By contrast, effective contact tracing and isolation decreases infections by 64 percent. This, says the good doctor, is where we should put our efforts and resources in.

Testing, of course, is indispensable. But after a certain magnitude, we will have diminishing returns. We have probably reached that threshold in our testing capacity.

We can certainly ramp up our testing capacity when new technologies such as cheaper saliva test kits become available. I saw one estimate that places the cost of saliva test kits at P12. Compare that with the swab test that is available at an average cost of P5,000 each.

When new and cheaper testing technologies become available, our molecular laboratories built at a cost of billions could be rendered obsolete. This should give us pause when considering investing billions more on new molecular laboratories. It is likely we have the testing capacity we need, giving due course to optimality.

Those holding up placards demanding government provide free “mass testing” are mere nuisance. They are just out to score propaganda points. They do not know what they are talking about.


I thought it good news that PLDT might acquire SkyCable.

I subscribed to SkyCable as soon as it became available where I live. That made me a “loyal” (albeit unhappy) subscriber that entitled me to some “concierge” service.”

I always found the subscription rates a bit hefty, considering I mainly watch only CNN, BBC and Bloomberg.

From the beginning, I complained about why this cable service never modulated the volume across channels. Each time I switch channels, I had to adjust the sound level as well.

A few months ago, channels began disappearing from the service.
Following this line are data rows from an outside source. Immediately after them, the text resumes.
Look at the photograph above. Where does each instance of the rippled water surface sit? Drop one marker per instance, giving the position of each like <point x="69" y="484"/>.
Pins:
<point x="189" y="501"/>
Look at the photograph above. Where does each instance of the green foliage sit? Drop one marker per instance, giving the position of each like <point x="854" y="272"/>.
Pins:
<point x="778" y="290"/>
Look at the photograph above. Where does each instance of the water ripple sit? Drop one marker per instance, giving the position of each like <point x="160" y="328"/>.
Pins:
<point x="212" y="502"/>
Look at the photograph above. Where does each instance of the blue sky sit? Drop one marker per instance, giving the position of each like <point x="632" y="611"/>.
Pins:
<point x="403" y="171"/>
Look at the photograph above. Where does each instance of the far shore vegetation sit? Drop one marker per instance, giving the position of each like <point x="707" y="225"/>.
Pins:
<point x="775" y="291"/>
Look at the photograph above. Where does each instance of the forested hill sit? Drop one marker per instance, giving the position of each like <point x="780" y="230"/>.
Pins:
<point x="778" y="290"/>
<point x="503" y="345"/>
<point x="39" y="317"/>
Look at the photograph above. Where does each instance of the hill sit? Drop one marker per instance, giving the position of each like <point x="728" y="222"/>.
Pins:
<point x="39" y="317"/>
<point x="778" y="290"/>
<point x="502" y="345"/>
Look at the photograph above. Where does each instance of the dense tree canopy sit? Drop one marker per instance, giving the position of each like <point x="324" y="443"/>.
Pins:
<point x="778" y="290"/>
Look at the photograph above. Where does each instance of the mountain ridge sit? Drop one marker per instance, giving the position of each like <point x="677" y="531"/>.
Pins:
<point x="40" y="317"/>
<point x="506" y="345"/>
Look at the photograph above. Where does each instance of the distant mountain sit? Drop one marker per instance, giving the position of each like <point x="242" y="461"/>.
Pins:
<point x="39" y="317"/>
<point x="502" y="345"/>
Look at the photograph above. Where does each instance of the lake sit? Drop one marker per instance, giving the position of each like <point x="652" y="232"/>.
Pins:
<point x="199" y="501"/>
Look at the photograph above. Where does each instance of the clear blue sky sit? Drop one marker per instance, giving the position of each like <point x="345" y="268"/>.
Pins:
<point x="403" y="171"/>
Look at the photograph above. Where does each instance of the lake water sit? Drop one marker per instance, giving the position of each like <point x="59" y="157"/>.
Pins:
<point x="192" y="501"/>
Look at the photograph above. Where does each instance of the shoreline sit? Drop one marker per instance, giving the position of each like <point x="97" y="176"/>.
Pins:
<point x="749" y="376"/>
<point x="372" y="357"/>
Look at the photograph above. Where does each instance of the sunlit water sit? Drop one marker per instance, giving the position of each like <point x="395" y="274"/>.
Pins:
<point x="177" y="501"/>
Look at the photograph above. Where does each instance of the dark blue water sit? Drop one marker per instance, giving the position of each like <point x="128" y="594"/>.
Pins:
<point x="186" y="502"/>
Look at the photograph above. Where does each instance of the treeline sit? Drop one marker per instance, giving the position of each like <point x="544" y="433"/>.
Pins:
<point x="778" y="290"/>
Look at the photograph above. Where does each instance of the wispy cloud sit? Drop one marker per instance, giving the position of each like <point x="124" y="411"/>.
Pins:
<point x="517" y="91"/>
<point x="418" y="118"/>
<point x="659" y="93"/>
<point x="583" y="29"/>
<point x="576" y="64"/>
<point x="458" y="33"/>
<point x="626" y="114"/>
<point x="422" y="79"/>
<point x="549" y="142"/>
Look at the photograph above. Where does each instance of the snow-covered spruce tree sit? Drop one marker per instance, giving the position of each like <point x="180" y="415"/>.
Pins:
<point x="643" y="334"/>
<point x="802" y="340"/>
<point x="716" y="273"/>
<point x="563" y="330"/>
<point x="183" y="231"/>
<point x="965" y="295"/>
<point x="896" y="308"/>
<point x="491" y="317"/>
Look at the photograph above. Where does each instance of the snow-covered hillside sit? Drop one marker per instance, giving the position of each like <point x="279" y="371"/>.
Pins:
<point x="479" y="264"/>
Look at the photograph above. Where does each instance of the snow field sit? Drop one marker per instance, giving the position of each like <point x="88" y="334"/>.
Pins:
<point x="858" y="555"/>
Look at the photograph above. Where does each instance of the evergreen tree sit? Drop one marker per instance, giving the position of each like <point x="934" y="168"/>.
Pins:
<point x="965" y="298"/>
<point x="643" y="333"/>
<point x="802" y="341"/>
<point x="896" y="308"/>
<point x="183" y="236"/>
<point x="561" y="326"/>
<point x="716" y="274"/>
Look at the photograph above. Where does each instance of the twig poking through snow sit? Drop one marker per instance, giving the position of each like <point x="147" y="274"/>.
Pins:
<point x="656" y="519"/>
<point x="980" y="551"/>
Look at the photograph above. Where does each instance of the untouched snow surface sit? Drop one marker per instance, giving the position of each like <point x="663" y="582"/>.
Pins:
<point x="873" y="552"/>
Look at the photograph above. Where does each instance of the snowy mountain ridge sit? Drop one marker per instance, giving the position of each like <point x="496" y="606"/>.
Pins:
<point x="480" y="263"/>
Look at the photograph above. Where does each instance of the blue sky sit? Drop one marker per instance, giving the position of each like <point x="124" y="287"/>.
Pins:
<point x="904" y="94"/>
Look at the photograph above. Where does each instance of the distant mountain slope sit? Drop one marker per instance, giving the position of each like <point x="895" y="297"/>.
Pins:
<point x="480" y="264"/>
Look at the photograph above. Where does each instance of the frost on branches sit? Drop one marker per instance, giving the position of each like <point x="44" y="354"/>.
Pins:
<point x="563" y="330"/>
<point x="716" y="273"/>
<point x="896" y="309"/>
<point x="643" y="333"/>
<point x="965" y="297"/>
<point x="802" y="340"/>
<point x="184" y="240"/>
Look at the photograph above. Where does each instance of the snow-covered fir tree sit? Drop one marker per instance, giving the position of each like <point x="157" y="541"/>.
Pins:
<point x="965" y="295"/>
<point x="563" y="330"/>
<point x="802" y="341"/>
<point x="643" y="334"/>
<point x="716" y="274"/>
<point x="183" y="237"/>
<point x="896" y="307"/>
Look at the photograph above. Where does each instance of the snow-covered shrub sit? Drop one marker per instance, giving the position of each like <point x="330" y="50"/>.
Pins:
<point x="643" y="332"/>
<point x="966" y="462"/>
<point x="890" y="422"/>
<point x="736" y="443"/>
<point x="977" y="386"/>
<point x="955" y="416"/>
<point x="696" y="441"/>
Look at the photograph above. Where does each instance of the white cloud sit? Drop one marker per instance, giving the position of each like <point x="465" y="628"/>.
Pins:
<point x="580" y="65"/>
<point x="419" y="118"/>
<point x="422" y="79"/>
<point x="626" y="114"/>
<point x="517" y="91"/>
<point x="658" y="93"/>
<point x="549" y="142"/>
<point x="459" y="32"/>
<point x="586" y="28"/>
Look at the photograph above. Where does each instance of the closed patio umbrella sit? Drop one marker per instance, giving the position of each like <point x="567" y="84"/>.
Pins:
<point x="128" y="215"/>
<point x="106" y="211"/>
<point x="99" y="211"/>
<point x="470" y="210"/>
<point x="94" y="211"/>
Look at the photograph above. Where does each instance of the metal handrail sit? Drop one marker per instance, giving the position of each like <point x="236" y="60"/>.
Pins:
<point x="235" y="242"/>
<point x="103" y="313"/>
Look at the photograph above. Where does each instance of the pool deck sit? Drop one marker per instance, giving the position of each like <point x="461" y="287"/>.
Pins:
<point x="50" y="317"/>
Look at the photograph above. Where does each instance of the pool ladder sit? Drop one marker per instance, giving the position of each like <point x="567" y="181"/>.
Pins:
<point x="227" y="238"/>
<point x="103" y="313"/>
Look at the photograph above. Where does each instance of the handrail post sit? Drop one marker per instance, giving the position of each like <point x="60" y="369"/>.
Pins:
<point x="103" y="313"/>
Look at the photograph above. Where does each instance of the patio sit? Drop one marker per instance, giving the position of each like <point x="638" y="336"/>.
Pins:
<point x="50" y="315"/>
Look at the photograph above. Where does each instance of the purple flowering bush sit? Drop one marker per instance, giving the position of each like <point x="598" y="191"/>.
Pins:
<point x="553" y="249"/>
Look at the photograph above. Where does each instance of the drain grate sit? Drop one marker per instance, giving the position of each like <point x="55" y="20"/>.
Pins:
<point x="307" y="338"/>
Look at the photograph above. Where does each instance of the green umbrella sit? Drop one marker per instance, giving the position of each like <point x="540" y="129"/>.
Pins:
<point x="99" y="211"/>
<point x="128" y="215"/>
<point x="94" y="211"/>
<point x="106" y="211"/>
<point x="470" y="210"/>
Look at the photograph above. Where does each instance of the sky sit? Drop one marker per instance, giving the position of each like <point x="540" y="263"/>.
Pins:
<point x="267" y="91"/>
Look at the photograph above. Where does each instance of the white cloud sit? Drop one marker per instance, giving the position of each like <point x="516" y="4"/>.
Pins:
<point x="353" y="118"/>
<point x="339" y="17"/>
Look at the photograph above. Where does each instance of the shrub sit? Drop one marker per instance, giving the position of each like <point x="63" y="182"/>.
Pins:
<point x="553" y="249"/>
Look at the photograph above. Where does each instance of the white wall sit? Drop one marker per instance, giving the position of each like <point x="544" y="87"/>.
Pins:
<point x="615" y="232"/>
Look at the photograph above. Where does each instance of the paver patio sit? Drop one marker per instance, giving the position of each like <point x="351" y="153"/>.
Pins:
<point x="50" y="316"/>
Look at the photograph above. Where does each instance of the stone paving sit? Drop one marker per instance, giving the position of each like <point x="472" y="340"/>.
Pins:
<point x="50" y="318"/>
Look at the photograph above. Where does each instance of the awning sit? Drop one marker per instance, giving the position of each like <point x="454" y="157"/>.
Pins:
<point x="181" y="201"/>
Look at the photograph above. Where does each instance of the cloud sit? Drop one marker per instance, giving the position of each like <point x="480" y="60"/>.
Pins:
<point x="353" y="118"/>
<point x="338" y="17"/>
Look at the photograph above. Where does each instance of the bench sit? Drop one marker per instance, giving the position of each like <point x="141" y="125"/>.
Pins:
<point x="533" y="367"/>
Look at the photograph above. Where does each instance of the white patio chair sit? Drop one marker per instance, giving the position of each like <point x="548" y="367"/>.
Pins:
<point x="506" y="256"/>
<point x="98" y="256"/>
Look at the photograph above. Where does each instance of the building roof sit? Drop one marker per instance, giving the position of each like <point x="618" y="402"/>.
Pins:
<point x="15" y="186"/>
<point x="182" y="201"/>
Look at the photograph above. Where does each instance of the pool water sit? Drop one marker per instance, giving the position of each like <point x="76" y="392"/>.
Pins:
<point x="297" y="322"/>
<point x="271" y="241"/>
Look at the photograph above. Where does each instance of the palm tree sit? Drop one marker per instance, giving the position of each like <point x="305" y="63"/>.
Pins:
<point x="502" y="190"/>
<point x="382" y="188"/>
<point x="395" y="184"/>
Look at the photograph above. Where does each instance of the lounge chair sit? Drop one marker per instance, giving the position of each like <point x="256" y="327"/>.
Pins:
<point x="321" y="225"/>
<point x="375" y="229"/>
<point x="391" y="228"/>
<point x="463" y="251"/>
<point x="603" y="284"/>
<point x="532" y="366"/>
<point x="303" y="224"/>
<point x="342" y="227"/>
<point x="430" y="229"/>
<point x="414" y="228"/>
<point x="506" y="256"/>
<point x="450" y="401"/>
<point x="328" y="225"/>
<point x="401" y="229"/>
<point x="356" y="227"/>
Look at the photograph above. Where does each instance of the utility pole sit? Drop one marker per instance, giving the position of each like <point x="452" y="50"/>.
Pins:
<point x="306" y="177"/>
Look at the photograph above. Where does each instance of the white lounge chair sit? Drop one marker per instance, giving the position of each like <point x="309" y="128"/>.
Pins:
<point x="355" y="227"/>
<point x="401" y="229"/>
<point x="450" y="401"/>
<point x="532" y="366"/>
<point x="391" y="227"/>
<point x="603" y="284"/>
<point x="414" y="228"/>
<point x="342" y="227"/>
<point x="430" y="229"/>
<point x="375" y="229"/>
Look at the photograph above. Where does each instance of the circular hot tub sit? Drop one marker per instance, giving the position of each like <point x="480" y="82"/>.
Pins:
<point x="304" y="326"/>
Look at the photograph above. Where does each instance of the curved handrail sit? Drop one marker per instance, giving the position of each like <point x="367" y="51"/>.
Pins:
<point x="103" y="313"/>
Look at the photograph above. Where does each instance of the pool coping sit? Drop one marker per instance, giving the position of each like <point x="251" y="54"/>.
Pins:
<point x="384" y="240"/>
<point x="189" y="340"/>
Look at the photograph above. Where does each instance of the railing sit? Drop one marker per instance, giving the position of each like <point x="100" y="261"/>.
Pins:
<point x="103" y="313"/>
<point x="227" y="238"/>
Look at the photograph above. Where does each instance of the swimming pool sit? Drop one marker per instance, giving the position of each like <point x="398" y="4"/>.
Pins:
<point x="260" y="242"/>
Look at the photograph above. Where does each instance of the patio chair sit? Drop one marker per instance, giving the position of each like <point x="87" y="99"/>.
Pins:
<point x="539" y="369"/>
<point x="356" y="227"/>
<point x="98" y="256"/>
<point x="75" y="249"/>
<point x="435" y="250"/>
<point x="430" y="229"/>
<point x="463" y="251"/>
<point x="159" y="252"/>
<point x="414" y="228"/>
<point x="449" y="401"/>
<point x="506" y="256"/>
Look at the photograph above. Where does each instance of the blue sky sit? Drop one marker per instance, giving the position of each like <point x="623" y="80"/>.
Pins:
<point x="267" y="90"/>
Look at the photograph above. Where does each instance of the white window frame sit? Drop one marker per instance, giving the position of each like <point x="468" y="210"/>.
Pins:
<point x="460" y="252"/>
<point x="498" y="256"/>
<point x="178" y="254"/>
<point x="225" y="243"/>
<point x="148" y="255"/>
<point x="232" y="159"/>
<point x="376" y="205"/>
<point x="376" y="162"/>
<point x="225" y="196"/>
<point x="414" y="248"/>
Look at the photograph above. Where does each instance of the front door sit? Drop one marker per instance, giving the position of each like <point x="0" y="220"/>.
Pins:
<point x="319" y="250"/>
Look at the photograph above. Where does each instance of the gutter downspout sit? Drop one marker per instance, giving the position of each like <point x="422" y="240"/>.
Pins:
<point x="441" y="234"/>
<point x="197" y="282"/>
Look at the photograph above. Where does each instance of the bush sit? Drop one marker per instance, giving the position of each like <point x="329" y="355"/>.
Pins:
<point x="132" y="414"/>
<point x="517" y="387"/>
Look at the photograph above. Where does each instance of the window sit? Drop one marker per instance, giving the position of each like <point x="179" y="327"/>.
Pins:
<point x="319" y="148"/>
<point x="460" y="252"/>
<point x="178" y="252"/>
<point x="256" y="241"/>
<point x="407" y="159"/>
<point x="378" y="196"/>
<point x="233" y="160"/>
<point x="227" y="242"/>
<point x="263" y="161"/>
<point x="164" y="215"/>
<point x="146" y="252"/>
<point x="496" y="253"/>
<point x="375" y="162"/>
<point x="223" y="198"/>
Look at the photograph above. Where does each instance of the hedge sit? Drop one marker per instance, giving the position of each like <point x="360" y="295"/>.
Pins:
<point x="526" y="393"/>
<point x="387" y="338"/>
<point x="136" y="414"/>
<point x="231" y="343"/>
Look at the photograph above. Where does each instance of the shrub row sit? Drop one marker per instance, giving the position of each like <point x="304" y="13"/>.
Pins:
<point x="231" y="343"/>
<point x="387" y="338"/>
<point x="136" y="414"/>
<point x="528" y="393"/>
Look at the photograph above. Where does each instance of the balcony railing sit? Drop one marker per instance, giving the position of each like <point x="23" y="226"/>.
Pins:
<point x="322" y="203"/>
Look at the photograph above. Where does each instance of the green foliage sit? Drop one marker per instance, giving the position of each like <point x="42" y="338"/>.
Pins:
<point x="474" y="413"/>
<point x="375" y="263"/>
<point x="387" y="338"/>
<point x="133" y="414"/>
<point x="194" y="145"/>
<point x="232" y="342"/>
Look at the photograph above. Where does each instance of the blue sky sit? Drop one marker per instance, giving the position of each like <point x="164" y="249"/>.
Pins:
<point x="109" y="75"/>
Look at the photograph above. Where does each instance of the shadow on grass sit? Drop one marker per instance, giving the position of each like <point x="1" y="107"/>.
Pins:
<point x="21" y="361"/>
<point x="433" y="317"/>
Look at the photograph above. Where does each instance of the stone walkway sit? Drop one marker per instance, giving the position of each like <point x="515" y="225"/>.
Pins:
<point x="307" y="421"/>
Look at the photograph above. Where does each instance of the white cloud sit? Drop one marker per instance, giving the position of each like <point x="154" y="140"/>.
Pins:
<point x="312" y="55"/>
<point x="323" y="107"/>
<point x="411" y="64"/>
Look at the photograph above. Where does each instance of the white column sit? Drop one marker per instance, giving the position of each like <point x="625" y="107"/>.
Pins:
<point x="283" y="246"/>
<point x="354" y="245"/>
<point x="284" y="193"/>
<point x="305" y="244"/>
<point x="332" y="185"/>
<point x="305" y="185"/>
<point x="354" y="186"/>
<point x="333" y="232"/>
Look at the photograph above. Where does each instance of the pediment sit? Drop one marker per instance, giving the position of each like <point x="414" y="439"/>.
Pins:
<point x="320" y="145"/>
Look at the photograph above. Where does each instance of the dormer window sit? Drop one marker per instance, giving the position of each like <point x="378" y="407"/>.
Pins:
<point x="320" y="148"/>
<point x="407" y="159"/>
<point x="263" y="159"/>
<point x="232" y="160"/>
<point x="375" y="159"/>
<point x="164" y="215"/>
Yet no one answered at SkyCable when I called. A few weeks ago, even the few channels I watched disappeared or were intermittent. I badgered the service provider.

Last week, a service person finally materialized. He checked my decoder and found nothing wrong with it. Another team, he said, would come the next day to check the cable line outside my home. They never came.

I am still waiting for someone to take my calls or for a repairman to materialize at my door. Each day, the quality of service deteriorates.

Someone more competent should take this apparently moribund service out of its misery.